Russia: esteso il divieto di esportazione di benzina e diesel fino alla fine dell'anno

Il Cremlino ha deciso di estendere fino alla fine del 2025 il divieto di esportazione di benzina in vigore e di imporre, per lo stesso periodo, un divieto di esportazione di gasolio per i soggetti che non sono produttori. La misura è stata motivata con l’esigenza di "garantire ulteriormente il mercato dei prodotti petroliferi", ha spiegato il vice primo ministro Alexander Novak.
Secondo quanto precisato, l’embargo sulla benzina riguarderà tutti i partecipanti al mercato salvo le forniture coperte da accordi intergovernativi, mentre il divieto sulle esportazioni di diesel non si applicherà ai produttori. Le autorità russe presentano l’intervento come uno strumento per dare priorità al rifornimento interno davanti a una domanda stagionale crescente e a difficoltà produttive nelle raffinerie.
La stretta arriva in un contesto di carenze sul territorio: nelle ultime settimane si sono intensificate le segnalazioni di scarsità di carburante, con regioni che hanno introdotto restrizioni alla vendita e prezzi della benzina e del diesel che hanno toccato nuovi record. Problemi di approvvigionamento sono stati registrati anche nelle aree centrali del Paese, compresa Mosca e la regione di Leningrado, con lunghe code ai distributori in diverse località.
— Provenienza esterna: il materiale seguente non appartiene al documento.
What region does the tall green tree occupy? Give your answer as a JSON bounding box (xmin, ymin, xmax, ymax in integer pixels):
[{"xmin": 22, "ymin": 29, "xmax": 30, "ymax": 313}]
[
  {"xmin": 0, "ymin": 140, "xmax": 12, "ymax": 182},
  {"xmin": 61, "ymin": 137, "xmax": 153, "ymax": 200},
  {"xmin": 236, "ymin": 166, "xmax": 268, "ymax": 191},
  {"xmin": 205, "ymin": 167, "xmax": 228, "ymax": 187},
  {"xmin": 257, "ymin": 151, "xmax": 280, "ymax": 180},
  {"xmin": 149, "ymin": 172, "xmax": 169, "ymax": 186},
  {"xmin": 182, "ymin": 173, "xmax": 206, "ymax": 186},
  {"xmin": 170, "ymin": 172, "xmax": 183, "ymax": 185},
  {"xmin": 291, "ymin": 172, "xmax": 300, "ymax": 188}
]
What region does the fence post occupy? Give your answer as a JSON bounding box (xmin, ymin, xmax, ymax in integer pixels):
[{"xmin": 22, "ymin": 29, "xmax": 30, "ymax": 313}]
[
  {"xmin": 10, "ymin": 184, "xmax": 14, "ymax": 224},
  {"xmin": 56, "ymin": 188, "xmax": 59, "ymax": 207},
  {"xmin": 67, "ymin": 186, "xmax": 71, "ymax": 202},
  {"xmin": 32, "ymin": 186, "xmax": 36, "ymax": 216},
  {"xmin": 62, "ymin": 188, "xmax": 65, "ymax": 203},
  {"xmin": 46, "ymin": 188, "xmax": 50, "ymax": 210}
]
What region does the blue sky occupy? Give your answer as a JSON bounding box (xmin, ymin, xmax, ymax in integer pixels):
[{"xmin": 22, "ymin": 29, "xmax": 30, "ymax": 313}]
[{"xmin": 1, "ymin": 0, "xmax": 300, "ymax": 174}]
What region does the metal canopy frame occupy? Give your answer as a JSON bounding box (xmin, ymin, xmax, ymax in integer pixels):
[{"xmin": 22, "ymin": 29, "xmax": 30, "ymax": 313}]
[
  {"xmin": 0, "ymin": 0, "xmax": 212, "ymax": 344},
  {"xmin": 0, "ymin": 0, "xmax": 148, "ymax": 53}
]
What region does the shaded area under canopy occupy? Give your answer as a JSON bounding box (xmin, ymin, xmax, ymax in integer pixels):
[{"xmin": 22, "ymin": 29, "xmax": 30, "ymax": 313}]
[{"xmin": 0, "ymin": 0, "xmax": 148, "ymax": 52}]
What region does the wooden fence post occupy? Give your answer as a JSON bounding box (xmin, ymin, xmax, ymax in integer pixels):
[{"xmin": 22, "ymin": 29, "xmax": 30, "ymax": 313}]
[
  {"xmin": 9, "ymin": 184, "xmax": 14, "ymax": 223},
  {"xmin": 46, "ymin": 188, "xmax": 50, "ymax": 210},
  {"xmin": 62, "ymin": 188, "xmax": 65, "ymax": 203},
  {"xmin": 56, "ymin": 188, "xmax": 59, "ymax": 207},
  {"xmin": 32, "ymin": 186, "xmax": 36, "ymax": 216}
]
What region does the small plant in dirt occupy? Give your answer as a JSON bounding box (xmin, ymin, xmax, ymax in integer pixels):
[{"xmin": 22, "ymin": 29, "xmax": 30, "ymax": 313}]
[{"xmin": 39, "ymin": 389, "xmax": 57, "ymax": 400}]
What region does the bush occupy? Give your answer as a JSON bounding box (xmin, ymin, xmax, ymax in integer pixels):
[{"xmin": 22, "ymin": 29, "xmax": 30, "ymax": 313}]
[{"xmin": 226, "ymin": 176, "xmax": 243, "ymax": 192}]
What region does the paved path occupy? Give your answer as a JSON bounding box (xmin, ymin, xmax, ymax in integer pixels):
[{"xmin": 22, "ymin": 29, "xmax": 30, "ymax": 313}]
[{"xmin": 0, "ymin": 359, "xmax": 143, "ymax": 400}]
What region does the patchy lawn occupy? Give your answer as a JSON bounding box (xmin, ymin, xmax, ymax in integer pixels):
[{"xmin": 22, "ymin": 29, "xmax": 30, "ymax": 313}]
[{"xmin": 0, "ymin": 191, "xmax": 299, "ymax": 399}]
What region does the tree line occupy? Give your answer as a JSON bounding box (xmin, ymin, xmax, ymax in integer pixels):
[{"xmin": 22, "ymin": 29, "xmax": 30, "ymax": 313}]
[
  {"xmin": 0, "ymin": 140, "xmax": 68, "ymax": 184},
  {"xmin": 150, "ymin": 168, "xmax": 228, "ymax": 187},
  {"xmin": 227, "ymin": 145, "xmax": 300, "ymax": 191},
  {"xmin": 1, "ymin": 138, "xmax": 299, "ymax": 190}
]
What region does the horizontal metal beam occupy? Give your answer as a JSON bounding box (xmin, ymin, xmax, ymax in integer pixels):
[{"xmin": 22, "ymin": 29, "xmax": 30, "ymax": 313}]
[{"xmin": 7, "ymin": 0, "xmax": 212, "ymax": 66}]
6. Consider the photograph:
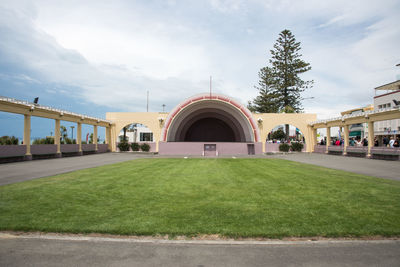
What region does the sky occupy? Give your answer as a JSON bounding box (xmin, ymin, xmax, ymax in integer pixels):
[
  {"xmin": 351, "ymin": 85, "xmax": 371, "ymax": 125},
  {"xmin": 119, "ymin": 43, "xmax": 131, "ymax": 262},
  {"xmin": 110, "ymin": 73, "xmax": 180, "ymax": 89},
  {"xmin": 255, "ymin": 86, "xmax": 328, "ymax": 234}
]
[{"xmin": 0, "ymin": 0, "xmax": 399, "ymax": 140}]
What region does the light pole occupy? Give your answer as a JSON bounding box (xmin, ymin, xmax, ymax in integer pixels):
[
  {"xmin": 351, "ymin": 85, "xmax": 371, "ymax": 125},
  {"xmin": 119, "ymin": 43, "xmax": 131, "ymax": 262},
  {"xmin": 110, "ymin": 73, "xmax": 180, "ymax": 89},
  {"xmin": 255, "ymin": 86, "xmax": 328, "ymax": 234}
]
[
  {"xmin": 162, "ymin": 104, "xmax": 166, "ymax": 113},
  {"xmin": 70, "ymin": 126, "xmax": 75, "ymax": 140}
]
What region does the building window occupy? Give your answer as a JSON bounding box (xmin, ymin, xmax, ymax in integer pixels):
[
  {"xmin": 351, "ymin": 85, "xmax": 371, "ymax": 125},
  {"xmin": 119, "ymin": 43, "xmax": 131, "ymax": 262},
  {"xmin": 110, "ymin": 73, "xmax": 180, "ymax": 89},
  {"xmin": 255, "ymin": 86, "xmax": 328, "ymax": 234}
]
[
  {"xmin": 378, "ymin": 105, "xmax": 382, "ymax": 109},
  {"xmin": 140, "ymin": 132, "xmax": 153, "ymax": 142},
  {"xmin": 387, "ymin": 103, "xmax": 391, "ymax": 108}
]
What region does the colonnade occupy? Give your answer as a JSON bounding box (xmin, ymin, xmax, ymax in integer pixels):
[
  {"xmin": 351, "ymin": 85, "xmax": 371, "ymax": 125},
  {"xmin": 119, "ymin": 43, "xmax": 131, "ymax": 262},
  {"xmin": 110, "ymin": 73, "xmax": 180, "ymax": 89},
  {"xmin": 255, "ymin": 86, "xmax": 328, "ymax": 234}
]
[
  {"xmin": 308, "ymin": 106, "xmax": 400, "ymax": 157},
  {"xmin": 21, "ymin": 114, "xmax": 113, "ymax": 159},
  {"xmin": 309, "ymin": 121, "xmax": 375, "ymax": 157},
  {"xmin": 0, "ymin": 96, "xmax": 115, "ymax": 160}
]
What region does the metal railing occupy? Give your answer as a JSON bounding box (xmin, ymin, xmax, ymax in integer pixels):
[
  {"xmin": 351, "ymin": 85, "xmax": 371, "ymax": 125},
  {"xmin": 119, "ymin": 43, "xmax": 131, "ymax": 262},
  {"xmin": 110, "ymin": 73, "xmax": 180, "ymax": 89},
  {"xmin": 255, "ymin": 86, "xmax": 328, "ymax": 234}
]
[{"xmin": 0, "ymin": 95, "xmax": 112, "ymax": 124}]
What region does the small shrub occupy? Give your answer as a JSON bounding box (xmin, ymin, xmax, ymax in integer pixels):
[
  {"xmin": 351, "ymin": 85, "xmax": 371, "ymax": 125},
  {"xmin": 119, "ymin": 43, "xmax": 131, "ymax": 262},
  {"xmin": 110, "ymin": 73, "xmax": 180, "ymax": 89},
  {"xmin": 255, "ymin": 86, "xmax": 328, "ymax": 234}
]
[
  {"xmin": 32, "ymin": 137, "xmax": 54, "ymax": 145},
  {"xmin": 271, "ymin": 129, "xmax": 286, "ymax": 140},
  {"xmin": 118, "ymin": 142, "xmax": 130, "ymax": 151},
  {"xmin": 290, "ymin": 142, "xmax": 304, "ymax": 152},
  {"xmin": 140, "ymin": 143, "xmax": 150, "ymax": 152},
  {"xmin": 64, "ymin": 137, "xmax": 76, "ymax": 144},
  {"xmin": 0, "ymin": 136, "xmax": 19, "ymax": 145},
  {"xmin": 279, "ymin": 143, "xmax": 290, "ymax": 152},
  {"xmin": 131, "ymin": 142, "xmax": 140, "ymax": 151}
]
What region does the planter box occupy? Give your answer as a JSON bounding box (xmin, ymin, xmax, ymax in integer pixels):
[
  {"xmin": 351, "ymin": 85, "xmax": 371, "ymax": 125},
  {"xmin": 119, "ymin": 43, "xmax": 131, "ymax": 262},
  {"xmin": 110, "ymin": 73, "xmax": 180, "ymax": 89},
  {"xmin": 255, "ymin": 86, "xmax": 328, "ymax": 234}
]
[
  {"xmin": 0, "ymin": 145, "xmax": 26, "ymax": 158},
  {"xmin": 61, "ymin": 144, "xmax": 79, "ymax": 153},
  {"xmin": 97, "ymin": 144, "xmax": 109, "ymax": 153},
  {"xmin": 116, "ymin": 142, "xmax": 157, "ymax": 152},
  {"xmin": 266, "ymin": 143, "xmax": 307, "ymax": 153},
  {"xmin": 313, "ymin": 145, "xmax": 326, "ymax": 153},
  {"xmin": 31, "ymin": 145, "xmax": 57, "ymax": 155},
  {"xmin": 82, "ymin": 144, "xmax": 96, "ymax": 152},
  {"xmin": 328, "ymin": 146, "xmax": 343, "ymax": 152},
  {"xmin": 370, "ymin": 147, "xmax": 400, "ymax": 155}
]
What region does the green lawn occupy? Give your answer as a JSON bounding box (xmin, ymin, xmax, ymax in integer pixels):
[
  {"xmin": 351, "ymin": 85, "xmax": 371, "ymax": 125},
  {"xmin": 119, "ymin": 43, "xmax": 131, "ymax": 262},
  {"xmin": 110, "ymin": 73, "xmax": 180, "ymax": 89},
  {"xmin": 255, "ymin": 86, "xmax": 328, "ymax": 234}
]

Le ragioni della carenza di carburante
Il governo attribuisce in parte le difficoltà alla domanda stagionale e alla manutenzione programmata delle raffinerie. Tuttavia, osservatori ed esperti mettono in evidenza il ruolo crescente degli attacchi ucraini contro l’infrastruttura energetica: la pressione dei raid con droni ha infatti costretto molte strutture a sospendere temporaneamente l’attività, aumentando il ricorso a fermate per riparazioni e controlli.
Negli ultimi giorni, ad esempio, droni ucraini hanno colpito la grande raffineria e complesso petrolchimico di Gazprom Neftekhim Salavat nella repubblica di Bashkortostan — a circa 1.500 km dalla linea del fronte — e la raffineria di Afipsky nel territorio di Krasnodar è stata attaccata per la seconda volta nel giro di un mese, con incendi e sospensioni di attività. Le forze ucraine hanno rivendicato alcune di queste operazioni come mirate a impianti che rifornirebbero anche servizi militari russi.
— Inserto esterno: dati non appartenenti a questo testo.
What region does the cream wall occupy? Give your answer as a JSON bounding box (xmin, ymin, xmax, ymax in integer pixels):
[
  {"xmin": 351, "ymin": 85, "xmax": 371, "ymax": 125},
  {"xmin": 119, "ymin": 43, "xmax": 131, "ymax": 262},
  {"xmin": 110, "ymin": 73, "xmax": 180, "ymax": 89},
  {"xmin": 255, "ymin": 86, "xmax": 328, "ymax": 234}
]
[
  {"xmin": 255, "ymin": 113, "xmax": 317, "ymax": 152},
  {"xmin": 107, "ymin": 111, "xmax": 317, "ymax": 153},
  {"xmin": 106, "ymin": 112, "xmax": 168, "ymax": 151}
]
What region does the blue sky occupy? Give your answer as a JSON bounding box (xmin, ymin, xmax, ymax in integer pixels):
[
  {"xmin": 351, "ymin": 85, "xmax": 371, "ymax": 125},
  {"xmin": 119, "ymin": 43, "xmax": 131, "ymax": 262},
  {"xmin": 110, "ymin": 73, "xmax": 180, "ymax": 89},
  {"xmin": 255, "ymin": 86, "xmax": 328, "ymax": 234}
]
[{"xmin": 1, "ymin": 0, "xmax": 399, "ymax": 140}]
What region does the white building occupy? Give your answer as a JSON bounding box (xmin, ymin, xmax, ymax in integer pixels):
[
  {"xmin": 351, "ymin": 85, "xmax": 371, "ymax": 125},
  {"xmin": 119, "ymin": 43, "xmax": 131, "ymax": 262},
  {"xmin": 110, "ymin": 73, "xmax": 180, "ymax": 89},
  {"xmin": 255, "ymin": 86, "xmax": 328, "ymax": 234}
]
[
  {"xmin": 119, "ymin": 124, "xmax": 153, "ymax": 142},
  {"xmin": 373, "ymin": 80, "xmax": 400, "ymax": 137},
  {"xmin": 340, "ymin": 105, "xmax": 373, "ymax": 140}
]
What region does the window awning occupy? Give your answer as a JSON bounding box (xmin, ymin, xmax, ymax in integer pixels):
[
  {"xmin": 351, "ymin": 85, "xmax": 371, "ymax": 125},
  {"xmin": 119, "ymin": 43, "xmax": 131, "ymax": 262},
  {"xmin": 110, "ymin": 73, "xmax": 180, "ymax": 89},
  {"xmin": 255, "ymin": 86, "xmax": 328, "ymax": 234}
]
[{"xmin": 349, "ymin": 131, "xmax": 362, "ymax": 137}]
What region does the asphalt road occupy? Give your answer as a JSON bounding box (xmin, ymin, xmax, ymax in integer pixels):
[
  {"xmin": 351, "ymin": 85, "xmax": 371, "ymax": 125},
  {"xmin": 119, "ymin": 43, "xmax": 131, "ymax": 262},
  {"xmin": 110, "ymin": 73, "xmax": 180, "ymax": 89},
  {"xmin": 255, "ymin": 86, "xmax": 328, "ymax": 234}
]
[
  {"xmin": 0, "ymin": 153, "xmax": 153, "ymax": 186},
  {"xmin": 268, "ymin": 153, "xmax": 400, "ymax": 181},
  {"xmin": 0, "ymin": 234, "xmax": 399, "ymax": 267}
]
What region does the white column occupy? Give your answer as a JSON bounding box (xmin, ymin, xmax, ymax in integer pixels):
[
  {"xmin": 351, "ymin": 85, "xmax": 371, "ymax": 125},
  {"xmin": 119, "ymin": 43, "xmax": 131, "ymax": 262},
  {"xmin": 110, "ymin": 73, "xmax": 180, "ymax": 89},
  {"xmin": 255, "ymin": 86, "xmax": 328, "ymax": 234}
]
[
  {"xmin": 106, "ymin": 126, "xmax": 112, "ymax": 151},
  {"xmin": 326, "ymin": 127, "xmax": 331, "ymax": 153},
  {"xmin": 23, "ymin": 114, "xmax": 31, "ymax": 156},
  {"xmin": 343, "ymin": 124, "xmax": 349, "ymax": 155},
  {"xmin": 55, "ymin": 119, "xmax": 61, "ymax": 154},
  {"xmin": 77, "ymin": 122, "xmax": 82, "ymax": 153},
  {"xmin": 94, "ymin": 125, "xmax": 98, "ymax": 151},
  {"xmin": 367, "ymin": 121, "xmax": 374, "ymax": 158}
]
Gli attacchi ucraini alle infrastrutture energetiche
Secondo stime internazionali, gli attacchi ucraini sulle strutture petrolifere hanno finora messo fuori uso impianti che rappresentano almeno il 17 per cento della capacità di raffinazione russa, pari a circa 1,1 milioni di barili al giorno — un dato che spiega in parte la compressione dell’offerta interna e la decisione di limitare le esportazioni.
La stretta sulle esportazioni ha avuto effetti immediati sui mercati: i prezzi del greggio e dei prodotti raffinati hanno segnato rialzi significativi, con quotazioni in crescita su base settimanale a causa delle preoccupazioni per la disponibilità globale e il rischio di ulteriori interruzioni nella produzione russa.
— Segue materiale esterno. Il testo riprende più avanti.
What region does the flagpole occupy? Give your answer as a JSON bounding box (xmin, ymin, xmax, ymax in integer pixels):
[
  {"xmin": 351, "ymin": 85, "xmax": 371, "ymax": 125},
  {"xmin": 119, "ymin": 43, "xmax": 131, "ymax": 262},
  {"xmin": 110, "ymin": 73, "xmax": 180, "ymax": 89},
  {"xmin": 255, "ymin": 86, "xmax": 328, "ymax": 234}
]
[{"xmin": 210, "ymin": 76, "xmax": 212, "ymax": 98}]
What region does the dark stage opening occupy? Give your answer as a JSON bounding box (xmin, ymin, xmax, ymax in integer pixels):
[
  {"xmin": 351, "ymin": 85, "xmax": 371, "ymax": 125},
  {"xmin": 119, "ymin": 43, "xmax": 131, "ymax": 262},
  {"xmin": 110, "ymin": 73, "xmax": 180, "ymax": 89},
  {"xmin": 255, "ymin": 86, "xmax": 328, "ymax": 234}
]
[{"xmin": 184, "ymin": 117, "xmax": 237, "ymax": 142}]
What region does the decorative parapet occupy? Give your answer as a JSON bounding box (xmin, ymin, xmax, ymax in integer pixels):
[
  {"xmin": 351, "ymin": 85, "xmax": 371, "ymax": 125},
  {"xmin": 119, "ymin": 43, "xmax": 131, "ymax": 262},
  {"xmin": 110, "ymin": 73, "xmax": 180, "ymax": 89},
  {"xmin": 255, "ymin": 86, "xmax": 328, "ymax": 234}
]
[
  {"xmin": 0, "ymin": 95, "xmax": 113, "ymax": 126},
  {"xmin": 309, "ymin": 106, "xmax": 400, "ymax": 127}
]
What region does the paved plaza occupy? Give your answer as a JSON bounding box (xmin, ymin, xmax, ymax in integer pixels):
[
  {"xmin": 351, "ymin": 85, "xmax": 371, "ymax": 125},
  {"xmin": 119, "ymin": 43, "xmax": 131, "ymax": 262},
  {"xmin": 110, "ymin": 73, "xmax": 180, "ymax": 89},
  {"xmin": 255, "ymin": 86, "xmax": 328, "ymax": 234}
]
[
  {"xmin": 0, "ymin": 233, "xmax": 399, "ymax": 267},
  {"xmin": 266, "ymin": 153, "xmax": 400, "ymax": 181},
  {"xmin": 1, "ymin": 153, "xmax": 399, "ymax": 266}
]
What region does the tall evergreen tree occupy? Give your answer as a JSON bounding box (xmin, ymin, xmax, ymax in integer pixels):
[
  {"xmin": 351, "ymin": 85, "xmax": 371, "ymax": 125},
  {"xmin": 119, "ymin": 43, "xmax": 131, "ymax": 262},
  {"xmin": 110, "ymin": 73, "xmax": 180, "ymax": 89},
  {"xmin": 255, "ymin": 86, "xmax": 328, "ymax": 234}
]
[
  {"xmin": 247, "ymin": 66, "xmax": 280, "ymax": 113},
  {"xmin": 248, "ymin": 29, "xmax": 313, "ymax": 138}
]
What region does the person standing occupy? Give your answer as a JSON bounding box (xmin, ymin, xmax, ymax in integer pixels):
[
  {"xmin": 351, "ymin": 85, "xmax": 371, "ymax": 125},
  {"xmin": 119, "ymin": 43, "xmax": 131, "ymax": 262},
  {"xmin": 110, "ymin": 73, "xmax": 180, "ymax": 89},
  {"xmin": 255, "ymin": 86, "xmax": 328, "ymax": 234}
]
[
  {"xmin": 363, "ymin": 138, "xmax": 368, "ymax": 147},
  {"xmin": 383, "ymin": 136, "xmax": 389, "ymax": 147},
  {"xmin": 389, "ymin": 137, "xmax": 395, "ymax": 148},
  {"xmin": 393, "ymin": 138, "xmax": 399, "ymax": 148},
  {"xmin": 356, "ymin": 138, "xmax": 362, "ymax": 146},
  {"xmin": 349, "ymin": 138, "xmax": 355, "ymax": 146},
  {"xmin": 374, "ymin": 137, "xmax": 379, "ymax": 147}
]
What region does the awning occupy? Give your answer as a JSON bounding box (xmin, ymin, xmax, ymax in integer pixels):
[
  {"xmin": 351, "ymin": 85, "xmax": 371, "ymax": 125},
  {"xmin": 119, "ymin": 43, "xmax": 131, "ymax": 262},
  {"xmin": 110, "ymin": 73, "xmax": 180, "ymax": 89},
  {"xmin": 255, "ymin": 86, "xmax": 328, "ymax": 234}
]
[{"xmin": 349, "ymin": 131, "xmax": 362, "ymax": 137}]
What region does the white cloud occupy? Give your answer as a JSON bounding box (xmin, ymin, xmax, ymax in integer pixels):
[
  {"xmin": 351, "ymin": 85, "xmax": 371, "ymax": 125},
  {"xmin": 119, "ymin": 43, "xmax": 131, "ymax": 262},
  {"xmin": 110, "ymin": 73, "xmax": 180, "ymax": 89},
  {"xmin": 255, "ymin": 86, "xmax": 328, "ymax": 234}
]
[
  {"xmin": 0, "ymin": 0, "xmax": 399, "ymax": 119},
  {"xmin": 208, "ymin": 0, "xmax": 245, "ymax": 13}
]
Sul fronte politico ed economico interno, analisti e rappresentanti del settore sottolineano che la combinazione di attacchi esterni, vincoli tecnici nelle raffinerie e politiche di controllo delle esportazioni rende ancora più urgente trovare soluzioni operative per evitare che le carenze si aggravino in vista della stagione fredda. L’economista russo Vladislav Inozemtsev ha definito la strategia ucraina di colpire l’industria petrolifera come una delle leve più efficaci per ridurre la capacità operativa russa.
Restano aperte alcune delle rotte già pianificate
Le autorità russe hanno comunque escluso il divieto per le forniture previste da accordi bilaterali con altri Stati, un’eccezione che lascia aperte rotte commerciali già pianificate, mentre il governo valuta ulteriori misure di stabilizzazione del mercato qualora la domanda superi l’offerta nei prossimi mesi.
In conclusione, la decisione di Mosca di estendere il blocco sulle esportazioni di benzina e di limitare il gasolio ai non produttori rappresenta una risposta immediata alla crisi di approvvigionamento. Ma gli sviluppi sul campo — in particolare la prosecuzione degli attacchi alle raffinerie — restano il fattore chiave che determinerà se queste misure basteranno a stabilizzare la fornitura interna nel breve termine.